Something to add to the list would be ambiguous sentences.

An example from the current corpus would be:

I only read the quotations.

The sentence has no errors but it’s still unclear what the correct pronunciation is.

Michael_Maggs · March 14, 2019, 8:09am

@dabinat I would think that is an issue that the algorithm simply has to cope with. It’s an annoying feature of the English language that can’t be avoided.

Michael_Maggs · March 14, 2019, 8:13am

@mbranson Thanks for the feedback. If it would be useful I could work up some similar guidelines to be linked from Speak page. They can be largely based on the same examples, but the focus would need to be slightly different.

Michael_Maggs · March 14, 2019, 11:04am

I’m wondering if we should tighten up the section of the guideline covering mispronunciations. When validating, I very frequently come across mispronunciations by non-native English speakers. Examples over the last half-hour include

‘bass drop’ (with a short ‘a’, as in the fish) [Bass drop]
‘Hewgee’ [Hughie]
‘jinny pigs’ [guinea pigs]
‘chemical’ (with the ‘ch’ pronounced as in chalk) [chemical]
‘contain-ed’ (three syllables) [contained]
‘It bet me’ [It beat me]
‘laat’ [laughed]
‘calorim-Ater’ [calorimeter]
‘knitting’ (with the k and n both pronounced) [knitting]

While I can’t be absolutely sure that these aren’t valid pronunciations that I’ve simply never heard before, it seems more likely that the reader is simply guessing.

How should these be handled?

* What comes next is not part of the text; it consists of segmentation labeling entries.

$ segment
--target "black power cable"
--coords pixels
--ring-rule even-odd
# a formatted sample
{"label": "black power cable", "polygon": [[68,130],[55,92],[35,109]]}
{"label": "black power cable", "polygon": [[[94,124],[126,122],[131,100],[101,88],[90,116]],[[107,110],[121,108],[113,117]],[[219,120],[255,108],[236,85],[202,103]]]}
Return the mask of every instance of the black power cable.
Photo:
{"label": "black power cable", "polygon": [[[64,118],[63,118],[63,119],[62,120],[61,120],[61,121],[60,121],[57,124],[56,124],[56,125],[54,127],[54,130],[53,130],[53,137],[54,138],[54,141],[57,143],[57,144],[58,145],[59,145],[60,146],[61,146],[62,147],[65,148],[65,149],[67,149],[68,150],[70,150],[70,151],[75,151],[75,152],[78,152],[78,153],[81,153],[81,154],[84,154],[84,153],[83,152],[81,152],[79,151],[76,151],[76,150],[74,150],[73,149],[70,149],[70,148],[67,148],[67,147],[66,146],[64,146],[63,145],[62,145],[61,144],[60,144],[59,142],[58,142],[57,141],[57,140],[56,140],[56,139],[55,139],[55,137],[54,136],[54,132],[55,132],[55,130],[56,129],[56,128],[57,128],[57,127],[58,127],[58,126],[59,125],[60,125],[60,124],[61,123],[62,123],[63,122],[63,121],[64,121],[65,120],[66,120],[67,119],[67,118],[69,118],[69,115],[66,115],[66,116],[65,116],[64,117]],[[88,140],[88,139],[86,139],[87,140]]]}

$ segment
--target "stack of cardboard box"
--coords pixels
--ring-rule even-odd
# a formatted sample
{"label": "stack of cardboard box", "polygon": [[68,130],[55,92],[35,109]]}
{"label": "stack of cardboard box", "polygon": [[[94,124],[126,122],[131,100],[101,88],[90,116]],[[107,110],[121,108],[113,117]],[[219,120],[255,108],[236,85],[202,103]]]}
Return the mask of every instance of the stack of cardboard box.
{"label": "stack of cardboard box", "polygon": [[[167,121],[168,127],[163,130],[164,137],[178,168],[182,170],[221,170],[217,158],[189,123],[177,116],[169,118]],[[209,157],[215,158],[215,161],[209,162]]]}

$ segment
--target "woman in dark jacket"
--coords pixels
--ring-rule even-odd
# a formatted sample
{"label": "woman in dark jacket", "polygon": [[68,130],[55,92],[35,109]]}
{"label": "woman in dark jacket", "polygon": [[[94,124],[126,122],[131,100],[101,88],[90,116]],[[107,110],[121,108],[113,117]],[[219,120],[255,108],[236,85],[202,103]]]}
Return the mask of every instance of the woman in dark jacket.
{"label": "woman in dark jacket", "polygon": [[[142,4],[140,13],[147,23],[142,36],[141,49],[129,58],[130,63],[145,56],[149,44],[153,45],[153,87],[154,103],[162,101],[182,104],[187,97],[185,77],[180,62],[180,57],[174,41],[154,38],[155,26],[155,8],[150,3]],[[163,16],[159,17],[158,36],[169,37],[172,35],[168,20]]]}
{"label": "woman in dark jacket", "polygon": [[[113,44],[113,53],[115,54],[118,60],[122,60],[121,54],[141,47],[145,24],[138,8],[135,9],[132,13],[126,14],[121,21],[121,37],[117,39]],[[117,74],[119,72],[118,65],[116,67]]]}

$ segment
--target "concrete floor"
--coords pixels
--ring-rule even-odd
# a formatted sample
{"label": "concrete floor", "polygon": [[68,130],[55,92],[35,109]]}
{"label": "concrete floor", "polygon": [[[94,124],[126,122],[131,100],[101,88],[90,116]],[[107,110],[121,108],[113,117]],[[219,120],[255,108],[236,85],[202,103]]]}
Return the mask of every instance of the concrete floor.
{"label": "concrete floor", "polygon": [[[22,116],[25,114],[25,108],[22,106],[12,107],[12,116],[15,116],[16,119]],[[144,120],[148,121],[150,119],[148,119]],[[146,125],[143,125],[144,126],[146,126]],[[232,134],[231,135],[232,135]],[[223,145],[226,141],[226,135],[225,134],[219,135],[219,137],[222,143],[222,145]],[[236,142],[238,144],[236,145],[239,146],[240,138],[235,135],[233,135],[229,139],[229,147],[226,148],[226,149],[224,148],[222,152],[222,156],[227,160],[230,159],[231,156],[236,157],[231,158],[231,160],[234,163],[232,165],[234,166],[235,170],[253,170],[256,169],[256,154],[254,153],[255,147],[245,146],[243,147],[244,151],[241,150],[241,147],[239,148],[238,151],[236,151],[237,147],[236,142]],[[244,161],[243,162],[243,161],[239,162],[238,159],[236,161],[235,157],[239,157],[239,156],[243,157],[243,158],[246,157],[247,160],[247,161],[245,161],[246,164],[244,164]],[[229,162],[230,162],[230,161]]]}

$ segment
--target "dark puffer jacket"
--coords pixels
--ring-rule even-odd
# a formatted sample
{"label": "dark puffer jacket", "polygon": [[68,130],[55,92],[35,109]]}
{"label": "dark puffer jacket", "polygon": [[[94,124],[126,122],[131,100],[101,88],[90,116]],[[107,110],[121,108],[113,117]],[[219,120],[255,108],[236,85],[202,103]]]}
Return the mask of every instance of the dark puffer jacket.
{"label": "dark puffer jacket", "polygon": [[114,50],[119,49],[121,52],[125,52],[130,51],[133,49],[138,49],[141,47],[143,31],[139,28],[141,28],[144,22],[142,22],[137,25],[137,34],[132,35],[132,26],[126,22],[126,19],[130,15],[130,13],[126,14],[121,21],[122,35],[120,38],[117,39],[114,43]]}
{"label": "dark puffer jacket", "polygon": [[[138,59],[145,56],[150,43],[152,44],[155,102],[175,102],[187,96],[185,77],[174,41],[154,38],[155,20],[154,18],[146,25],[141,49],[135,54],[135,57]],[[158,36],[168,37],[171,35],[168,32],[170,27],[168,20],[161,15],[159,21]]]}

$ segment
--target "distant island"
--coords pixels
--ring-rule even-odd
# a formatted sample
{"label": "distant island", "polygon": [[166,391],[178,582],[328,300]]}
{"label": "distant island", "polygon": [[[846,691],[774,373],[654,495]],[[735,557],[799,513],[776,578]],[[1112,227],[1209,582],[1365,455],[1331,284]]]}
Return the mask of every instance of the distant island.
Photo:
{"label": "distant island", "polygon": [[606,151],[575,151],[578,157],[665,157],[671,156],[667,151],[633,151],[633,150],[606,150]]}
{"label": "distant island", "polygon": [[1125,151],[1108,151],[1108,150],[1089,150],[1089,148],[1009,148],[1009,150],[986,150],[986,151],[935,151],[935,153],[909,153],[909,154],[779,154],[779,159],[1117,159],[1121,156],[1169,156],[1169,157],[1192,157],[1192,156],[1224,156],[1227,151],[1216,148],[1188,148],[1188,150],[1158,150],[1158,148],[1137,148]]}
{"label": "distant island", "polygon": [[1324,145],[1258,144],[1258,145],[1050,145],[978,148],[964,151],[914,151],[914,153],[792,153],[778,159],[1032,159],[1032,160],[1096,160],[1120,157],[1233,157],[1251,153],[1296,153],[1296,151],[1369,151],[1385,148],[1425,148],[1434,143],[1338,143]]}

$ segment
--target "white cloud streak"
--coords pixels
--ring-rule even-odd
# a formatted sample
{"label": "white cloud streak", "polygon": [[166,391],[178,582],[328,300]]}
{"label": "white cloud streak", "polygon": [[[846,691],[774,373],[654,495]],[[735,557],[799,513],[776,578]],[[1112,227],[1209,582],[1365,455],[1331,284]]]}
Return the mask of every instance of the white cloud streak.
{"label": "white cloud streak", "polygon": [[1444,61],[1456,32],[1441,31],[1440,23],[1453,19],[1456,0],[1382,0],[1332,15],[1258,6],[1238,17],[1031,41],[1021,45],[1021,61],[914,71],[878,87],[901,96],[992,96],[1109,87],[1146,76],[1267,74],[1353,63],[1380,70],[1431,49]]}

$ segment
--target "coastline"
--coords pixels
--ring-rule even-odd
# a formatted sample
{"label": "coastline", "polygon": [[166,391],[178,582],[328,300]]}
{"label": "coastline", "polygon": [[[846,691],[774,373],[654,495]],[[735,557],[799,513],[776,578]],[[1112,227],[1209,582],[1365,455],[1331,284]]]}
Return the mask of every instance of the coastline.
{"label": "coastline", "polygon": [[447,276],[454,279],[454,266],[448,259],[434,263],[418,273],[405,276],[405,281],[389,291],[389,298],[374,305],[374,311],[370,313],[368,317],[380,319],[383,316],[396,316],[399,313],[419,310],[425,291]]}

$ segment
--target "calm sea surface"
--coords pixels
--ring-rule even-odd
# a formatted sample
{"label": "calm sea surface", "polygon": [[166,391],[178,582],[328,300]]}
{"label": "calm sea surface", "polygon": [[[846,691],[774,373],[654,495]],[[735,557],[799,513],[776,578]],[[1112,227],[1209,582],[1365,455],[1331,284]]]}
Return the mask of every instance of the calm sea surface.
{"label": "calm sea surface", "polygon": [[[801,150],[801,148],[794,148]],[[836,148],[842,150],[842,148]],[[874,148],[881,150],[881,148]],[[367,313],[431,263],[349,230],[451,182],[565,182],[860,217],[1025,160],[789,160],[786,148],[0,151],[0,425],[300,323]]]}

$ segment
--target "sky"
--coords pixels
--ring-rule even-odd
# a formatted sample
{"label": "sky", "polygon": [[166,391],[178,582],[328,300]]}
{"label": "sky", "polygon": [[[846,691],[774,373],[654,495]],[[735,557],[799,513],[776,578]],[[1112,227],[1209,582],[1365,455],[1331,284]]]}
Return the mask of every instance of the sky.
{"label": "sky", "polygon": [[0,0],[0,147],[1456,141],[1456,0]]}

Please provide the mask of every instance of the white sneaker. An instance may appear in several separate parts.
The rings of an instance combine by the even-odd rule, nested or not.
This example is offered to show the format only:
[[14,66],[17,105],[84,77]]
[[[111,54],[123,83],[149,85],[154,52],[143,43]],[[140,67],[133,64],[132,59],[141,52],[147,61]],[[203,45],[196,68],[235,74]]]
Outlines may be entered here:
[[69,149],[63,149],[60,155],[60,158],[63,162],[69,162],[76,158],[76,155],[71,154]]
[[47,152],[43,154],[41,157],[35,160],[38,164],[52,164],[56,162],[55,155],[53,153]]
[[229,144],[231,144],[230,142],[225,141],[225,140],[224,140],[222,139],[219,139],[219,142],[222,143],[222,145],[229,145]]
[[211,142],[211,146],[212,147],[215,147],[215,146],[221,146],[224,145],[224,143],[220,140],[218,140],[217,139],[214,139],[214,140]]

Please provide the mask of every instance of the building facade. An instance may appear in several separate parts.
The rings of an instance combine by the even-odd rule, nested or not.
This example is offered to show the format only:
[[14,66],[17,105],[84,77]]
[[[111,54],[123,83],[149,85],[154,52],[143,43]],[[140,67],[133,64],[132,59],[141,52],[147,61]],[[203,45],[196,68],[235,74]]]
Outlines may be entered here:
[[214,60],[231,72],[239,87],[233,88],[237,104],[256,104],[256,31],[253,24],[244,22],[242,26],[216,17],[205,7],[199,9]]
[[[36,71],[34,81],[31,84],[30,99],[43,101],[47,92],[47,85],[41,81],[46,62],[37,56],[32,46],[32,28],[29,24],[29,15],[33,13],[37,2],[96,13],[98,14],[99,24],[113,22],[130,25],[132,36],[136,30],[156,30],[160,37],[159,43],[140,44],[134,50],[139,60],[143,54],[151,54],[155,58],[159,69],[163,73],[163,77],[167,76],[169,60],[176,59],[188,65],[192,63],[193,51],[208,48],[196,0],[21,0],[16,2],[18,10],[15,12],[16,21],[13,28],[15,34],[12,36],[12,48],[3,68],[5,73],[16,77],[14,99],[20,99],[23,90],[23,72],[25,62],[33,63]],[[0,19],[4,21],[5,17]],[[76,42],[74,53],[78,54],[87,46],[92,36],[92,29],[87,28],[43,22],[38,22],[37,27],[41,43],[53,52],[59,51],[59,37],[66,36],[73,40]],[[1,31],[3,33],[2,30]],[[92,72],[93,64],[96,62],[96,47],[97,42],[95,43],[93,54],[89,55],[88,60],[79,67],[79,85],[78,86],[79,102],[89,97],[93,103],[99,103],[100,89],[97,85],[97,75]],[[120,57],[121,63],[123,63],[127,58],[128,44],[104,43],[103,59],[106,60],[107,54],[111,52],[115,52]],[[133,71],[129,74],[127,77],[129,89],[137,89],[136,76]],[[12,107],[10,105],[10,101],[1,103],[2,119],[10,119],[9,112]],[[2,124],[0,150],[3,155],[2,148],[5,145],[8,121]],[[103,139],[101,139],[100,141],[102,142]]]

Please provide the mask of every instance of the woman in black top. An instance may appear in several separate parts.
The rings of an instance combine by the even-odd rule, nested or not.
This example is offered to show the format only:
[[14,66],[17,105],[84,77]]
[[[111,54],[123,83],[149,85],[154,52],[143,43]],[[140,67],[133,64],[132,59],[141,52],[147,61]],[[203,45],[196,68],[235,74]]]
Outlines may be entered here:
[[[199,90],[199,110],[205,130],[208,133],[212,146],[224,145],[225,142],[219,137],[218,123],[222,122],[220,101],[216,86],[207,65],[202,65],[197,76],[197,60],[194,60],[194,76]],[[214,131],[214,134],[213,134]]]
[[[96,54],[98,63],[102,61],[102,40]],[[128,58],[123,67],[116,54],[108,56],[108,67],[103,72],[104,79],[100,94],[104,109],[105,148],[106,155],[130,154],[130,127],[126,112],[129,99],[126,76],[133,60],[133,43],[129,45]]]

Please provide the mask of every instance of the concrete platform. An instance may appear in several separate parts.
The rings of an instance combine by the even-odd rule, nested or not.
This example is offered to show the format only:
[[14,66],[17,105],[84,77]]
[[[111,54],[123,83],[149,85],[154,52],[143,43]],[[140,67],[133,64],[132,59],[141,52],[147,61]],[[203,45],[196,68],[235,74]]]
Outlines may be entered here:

What do others do?

ajay.dixon · March 14, 2019, 12:04pm

I tend to click ‘no’ and move on for extreme mispronounced words. I’m of the opinion that soon enough, another speaker from their nationality will submit a correct recording.

I would click no for all of your examples, maybe the bass drop & calorimeter might be ok.

Any ambiguous pronunciation where I’m not sure, I click ‘skip’. That doesn’t happen very often though.